Closed reduction and hip spica
If the Pavlik harness is not effective, the next stage of treatment involves manipulating the hip into the correct position. The procedure is carried out under anaesthetic and once the hip is positioned correctly, a special cast, called a spica cast, is applied to keep the hip in the correct anatomical position. The position of the hip is confirmed with either a magnetic resonance imaging (MRI) or computerised tomography (CT) scan. The cast is kept on for at least 12 weeks.
If a child is much older when their condition is diagnosed, or if other treatment has proven to be ineffective, surgery may be performed. During this procedure, the hip joint is surgically exposed and the femur is repositioned into the hip socket. Tight muscles and tissues surrounding the hip joint are divided and loosened, and then gently tightened once the femur is positioned correctly in the socket.
If the condition has not responded to more conservative treatments, further surgery may be performed to alter the hip socket or realign and shorten the femur.
- Children with a spica cast may have delayed walking, but once the cast is removed, the hip develops normally, and;
- The Pavlik harness may cause skin irritation where the straps touch the body, or a difference in leg length.

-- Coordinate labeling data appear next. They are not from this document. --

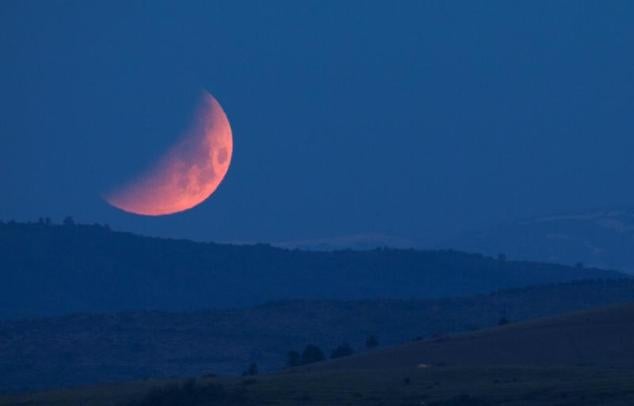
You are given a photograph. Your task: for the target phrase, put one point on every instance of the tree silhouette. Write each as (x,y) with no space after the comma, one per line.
(371,342)
(252,370)
(343,350)
(294,359)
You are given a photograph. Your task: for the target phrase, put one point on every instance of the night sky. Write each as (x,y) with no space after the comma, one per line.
(416,119)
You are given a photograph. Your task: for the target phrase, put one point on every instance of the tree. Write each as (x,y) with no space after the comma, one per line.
(293,359)
(343,350)
(252,370)
(371,342)
(312,354)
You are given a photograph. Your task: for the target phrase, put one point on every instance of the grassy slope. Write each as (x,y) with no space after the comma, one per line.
(392,386)
(602,337)
(394,376)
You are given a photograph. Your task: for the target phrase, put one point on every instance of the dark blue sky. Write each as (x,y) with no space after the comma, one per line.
(418,119)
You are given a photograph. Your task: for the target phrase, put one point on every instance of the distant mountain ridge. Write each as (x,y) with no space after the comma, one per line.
(357,242)
(601,238)
(58,269)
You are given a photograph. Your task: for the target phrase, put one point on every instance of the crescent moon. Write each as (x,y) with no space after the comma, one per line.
(188,174)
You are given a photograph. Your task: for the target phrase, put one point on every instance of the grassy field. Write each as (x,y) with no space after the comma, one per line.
(395,386)
(584,358)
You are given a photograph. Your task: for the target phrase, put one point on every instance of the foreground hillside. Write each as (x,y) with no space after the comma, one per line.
(52,270)
(601,238)
(85,349)
(580,359)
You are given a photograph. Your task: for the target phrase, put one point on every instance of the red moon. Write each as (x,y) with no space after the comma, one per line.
(188,173)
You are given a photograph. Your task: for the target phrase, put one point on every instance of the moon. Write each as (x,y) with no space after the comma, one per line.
(188,174)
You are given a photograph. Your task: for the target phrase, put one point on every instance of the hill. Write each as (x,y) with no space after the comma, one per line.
(601,238)
(94,348)
(597,338)
(53,270)
(536,363)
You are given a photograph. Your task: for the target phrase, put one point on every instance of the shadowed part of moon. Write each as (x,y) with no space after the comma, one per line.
(189,173)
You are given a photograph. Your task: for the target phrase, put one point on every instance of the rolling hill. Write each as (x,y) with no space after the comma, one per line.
(95,348)
(601,238)
(61,269)
(577,359)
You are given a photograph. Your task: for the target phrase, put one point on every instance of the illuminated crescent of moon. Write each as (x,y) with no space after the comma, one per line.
(188,174)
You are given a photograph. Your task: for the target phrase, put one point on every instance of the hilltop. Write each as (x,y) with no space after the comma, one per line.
(94,348)
(536,363)
(61,269)
(595,338)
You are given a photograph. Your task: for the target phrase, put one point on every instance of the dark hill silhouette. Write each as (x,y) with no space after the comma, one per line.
(593,338)
(601,238)
(93,348)
(51,269)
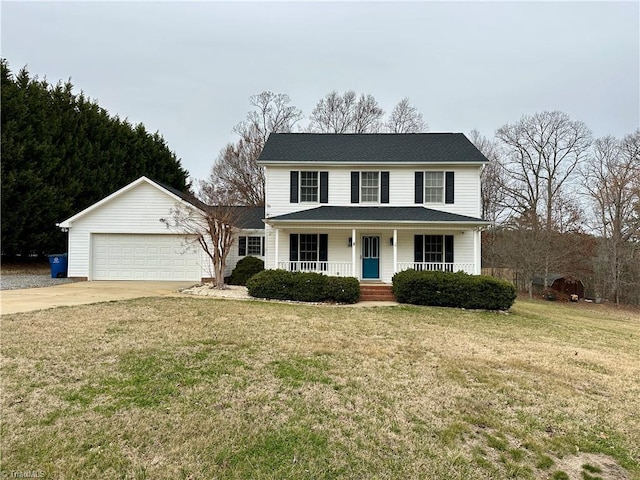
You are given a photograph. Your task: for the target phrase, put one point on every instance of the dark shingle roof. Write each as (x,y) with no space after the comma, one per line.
(251,217)
(375,214)
(370,148)
(248,217)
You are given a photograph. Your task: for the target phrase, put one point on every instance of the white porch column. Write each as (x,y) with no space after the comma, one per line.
(395,250)
(275,256)
(353,253)
(477,269)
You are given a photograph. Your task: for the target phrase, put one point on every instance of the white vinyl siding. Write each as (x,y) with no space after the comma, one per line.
(369,187)
(433,187)
(309,187)
(340,252)
(401,188)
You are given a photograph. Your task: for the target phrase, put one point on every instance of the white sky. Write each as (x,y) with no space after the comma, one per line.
(187,69)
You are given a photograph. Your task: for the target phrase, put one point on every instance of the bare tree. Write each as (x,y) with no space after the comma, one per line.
(612,181)
(346,113)
(492,197)
(210,221)
(238,175)
(405,118)
(236,172)
(542,152)
(493,178)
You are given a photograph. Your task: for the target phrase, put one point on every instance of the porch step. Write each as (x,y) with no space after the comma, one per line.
(376,293)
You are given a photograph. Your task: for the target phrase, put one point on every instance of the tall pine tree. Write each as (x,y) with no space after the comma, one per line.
(62,152)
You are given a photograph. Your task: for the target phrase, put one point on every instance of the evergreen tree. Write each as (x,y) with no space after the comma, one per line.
(62,152)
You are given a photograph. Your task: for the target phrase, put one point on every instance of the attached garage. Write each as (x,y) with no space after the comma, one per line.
(144,257)
(122,237)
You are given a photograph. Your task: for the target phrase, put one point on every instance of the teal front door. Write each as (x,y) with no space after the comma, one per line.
(370,257)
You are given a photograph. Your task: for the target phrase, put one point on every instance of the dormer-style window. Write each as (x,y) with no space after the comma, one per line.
(434,187)
(309,187)
(370,187)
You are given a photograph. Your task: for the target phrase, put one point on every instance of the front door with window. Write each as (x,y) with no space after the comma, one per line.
(370,257)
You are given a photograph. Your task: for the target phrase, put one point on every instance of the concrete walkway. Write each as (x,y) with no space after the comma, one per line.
(82,293)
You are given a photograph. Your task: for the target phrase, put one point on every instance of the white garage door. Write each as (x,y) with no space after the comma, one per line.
(144,257)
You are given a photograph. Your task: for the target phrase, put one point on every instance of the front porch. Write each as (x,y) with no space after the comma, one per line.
(347,269)
(374,253)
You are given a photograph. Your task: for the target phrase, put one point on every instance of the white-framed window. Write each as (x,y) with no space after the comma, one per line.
(433,187)
(433,248)
(308,247)
(253,246)
(370,187)
(308,186)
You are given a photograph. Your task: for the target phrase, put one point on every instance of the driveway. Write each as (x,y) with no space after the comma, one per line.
(82,293)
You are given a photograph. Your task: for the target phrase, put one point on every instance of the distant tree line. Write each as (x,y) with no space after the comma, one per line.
(561,202)
(62,152)
(558,200)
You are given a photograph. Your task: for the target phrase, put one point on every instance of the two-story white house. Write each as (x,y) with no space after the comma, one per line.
(361,205)
(371,205)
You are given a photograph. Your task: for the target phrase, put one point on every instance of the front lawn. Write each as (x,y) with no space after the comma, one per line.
(204,388)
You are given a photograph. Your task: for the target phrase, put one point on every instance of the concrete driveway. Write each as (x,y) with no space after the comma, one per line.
(82,293)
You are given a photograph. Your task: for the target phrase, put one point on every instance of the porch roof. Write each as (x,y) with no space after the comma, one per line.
(333,214)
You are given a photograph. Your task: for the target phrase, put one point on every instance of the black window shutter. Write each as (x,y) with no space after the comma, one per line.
(324,187)
(355,187)
(293,195)
(293,247)
(448,187)
(419,187)
(448,248)
(323,247)
(418,248)
(384,187)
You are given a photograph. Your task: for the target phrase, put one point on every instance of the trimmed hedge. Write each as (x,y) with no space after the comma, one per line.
(245,269)
(445,289)
(303,287)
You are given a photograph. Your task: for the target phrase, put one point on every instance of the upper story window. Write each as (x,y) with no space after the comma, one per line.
(370,187)
(308,186)
(250,246)
(433,187)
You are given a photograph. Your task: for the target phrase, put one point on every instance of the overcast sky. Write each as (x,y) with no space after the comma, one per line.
(187,69)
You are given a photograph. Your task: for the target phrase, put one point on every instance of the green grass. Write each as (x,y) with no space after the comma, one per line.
(201,388)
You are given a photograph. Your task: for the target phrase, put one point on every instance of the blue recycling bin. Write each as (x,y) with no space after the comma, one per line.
(58,265)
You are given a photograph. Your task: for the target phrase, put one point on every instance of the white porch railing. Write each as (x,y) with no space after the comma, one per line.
(335,269)
(436,267)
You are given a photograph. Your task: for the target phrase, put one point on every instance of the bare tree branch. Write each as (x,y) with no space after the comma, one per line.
(405,118)
(236,172)
(346,113)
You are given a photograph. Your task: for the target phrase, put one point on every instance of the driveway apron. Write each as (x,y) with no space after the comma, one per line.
(82,293)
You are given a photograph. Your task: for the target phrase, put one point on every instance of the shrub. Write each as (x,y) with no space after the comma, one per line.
(245,269)
(303,287)
(342,289)
(445,289)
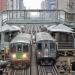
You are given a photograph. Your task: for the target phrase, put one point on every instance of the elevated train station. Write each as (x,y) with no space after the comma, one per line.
(55,22)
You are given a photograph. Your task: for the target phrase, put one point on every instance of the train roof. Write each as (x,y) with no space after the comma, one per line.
(44,36)
(22,37)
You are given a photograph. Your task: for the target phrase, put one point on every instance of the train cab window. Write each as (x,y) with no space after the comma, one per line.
(25,48)
(52,46)
(39,46)
(19,47)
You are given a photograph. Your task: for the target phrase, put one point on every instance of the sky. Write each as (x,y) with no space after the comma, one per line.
(32,4)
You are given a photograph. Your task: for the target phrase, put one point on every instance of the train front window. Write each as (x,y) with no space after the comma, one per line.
(25,47)
(19,47)
(39,46)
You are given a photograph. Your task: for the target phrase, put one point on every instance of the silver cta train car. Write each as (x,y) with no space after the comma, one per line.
(46,49)
(20,51)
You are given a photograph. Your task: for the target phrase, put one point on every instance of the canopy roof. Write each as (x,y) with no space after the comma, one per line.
(44,36)
(22,37)
(7,28)
(60,28)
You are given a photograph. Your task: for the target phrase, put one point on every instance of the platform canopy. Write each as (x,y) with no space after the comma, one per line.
(8,28)
(60,28)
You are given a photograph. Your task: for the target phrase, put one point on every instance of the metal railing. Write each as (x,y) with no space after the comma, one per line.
(35,15)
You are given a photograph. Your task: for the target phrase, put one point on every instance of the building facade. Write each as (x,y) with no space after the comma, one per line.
(3,5)
(48,4)
(15,5)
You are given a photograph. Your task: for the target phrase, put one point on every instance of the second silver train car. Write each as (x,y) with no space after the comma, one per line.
(20,51)
(45,48)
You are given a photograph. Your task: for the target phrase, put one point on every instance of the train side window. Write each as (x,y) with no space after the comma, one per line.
(25,48)
(39,46)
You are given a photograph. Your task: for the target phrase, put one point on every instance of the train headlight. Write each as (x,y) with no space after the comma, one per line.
(14,56)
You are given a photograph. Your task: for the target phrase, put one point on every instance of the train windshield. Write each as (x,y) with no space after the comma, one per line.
(25,47)
(39,46)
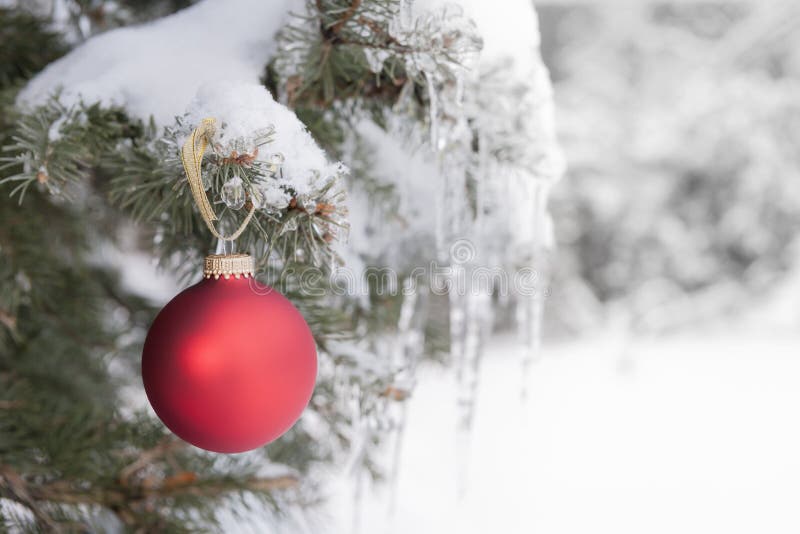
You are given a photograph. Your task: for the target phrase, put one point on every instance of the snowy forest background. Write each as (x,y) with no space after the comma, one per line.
(663,396)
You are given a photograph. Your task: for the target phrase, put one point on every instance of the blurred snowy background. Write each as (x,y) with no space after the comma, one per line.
(665,398)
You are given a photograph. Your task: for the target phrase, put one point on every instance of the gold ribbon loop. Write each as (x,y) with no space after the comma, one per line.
(192,158)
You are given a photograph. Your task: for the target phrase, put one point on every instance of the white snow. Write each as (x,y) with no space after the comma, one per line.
(155,69)
(242,109)
(691,434)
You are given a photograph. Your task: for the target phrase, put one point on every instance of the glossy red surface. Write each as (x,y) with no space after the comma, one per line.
(229,367)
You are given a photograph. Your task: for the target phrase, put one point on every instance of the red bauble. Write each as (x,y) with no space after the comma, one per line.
(229,365)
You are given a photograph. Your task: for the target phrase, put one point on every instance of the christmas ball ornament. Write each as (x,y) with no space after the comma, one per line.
(229,365)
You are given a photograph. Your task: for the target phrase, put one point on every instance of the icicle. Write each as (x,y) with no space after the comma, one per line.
(405,14)
(433,110)
(409,348)
(476,328)
(531,313)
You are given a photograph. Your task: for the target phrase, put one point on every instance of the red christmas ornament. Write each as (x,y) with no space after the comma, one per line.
(229,365)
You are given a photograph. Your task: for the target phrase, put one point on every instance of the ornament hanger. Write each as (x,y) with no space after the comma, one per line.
(192,158)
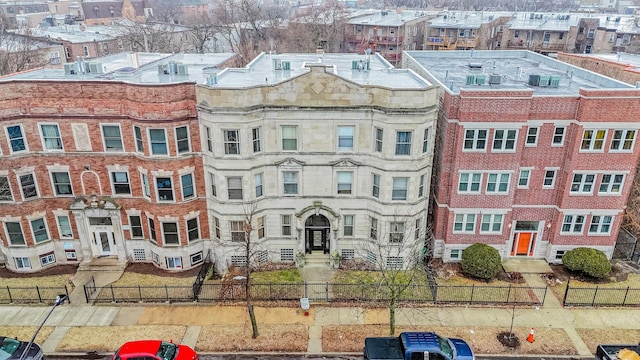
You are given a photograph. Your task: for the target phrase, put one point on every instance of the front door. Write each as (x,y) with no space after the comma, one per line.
(103,239)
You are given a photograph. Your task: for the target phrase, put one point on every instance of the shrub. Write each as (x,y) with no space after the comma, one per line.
(589,261)
(481,261)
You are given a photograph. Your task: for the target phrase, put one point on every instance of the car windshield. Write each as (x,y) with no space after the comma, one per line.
(445,347)
(167,351)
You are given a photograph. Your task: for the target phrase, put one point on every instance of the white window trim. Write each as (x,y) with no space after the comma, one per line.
(104,141)
(44,146)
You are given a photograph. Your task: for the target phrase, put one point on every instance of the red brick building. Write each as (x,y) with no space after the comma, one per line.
(96,163)
(533,156)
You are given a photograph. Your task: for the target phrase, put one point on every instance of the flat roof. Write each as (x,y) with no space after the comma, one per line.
(122,67)
(512,67)
(262,71)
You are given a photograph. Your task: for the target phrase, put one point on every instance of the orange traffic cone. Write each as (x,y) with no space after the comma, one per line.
(530,337)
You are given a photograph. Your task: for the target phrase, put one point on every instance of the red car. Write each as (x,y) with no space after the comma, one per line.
(154,349)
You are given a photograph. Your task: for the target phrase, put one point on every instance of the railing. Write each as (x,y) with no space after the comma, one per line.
(325,292)
(600,296)
(31,295)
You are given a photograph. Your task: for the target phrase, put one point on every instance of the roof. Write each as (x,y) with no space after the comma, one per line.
(512,67)
(262,70)
(152,68)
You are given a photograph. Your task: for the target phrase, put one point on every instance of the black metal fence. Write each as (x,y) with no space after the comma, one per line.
(31,295)
(324,292)
(601,296)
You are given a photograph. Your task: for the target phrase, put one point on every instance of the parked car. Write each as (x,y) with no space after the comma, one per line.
(154,349)
(417,346)
(12,349)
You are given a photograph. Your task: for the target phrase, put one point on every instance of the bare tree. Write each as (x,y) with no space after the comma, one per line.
(400,261)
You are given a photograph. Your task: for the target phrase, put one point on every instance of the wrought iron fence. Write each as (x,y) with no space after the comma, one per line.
(31,295)
(600,296)
(325,292)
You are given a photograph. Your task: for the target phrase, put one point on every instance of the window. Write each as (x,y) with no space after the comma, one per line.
(15,234)
(573,224)
(216,226)
(137,133)
(174,263)
(39,228)
(290,182)
(286,225)
(28,185)
(258,180)
(532,136)
(61,183)
(260,221)
(469,182)
(170,233)
(152,230)
(375,191)
(234,188)
(464,223)
(231,142)
(193,230)
(623,140)
(475,139)
(396,232)
(5,189)
(188,190)
(214,190)
(64,227)
(593,140)
(16,138)
(558,136)
(611,184)
(425,141)
(158,140)
(347,228)
(256,139)
(373,228)
(498,183)
(600,224)
(120,181)
(145,185)
(345,138)
(549,178)
(403,142)
(491,223)
(51,137)
(582,183)
(523,178)
(378,143)
(399,191)
(289,138)
(49,258)
(135,225)
(22,263)
(504,140)
(112,138)
(182,139)
(165,189)
(237,231)
(345,179)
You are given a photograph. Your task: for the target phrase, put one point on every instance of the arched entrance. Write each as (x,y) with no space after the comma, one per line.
(316,234)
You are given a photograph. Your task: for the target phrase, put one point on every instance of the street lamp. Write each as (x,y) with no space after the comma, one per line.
(59,300)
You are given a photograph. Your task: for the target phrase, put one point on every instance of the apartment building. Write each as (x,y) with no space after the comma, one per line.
(387,32)
(534,156)
(462,30)
(103,158)
(329,153)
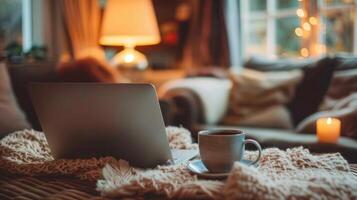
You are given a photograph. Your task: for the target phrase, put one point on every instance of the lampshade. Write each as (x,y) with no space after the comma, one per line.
(129,23)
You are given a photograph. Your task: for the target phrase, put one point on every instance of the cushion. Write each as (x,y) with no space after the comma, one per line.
(259,98)
(312,89)
(11,117)
(212,92)
(21,76)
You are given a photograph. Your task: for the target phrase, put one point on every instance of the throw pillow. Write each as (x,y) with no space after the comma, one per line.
(11,117)
(312,89)
(258,98)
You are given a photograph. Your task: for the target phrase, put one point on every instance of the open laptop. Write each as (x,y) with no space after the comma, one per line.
(83,120)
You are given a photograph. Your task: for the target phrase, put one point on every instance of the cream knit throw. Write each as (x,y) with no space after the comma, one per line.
(290,174)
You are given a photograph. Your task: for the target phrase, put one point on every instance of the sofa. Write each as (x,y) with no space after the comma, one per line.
(321,80)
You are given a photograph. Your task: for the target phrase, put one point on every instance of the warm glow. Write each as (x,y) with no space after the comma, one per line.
(306,26)
(129,58)
(304,52)
(313,20)
(129,23)
(299,32)
(329,120)
(300,12)
(328,129)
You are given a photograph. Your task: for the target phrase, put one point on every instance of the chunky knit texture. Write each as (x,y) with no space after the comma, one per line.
(291,174)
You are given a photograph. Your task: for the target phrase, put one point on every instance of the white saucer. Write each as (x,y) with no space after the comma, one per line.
(197,167)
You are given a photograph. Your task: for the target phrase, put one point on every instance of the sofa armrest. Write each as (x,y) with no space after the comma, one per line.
(185,106)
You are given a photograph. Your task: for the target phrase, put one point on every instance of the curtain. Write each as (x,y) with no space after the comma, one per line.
(82,24)
(207,43)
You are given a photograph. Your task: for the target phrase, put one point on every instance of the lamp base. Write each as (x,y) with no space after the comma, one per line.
(130,59)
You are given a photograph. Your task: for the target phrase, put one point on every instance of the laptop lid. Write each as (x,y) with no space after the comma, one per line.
(83,120)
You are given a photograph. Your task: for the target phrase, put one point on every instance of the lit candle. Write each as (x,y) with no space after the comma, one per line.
(328,129)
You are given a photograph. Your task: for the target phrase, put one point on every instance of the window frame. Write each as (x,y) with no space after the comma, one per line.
(272,13)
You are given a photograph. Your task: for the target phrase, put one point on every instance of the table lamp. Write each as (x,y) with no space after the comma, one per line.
(129,23)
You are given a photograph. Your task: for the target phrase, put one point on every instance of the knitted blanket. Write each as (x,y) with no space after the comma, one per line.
(294,173)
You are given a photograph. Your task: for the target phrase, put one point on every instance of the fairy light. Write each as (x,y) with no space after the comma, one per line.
(306,26)
(300,13)
(304,52)
(313,20)
(299,32)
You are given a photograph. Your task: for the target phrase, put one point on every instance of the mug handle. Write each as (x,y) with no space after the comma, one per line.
(250,141)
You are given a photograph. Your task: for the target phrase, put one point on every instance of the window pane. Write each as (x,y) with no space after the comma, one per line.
(10,22)
(288,43)
(257,5)
(286,4)
(257,37)
(338,30)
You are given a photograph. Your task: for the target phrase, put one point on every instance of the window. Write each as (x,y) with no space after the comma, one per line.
(298,28)
(10,23)
(268,27)
(21,29)
(339,25)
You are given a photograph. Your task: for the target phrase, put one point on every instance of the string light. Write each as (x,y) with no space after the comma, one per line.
(306,26)
(304,52)
(300,13)
(299,32)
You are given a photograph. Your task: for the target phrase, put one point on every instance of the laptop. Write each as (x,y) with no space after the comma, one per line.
(85,120)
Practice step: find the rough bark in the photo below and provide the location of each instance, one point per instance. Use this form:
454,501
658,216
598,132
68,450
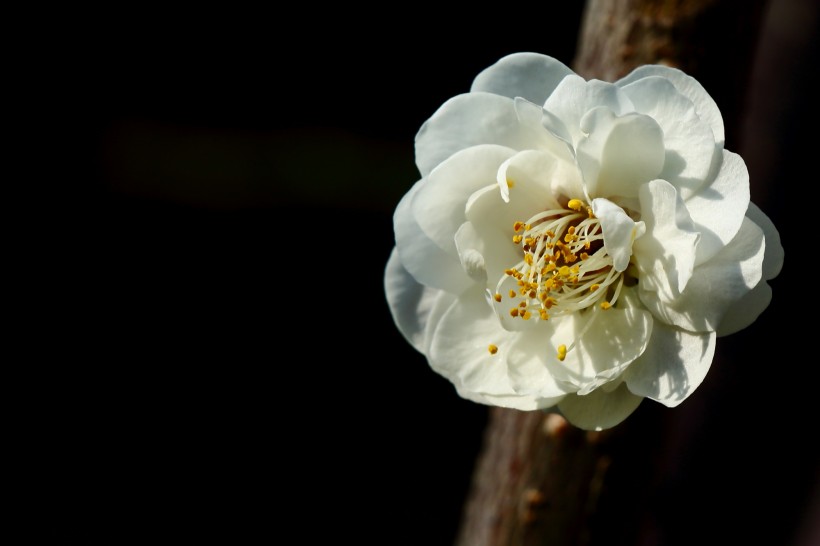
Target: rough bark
540,481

Untreated development dysplasia of the hip can lead to:
- Avascular necrosis of the hip, and subsequently arthritis of the hip in the long-term;
- Unstable knee joints, and;
- Abnormal gait or limp.
Most babies born with developmental dysplasia of the hip can be successfully treated without recurrence of hip problems later in life. But in some cases, they may develop arthritis in their affected joint when they are older.
This condition cannot be prevented. However, by ensuring your child attends regular medical check-ups, early identification can mean they receive appropriate treatment with very good outcomes.
Many parents find swaddling can provide comfort for their baby, reduce crying and help them to settle. However, swaddling a baby during their first few months of life can increase the likelihood of developing hip dysplasia.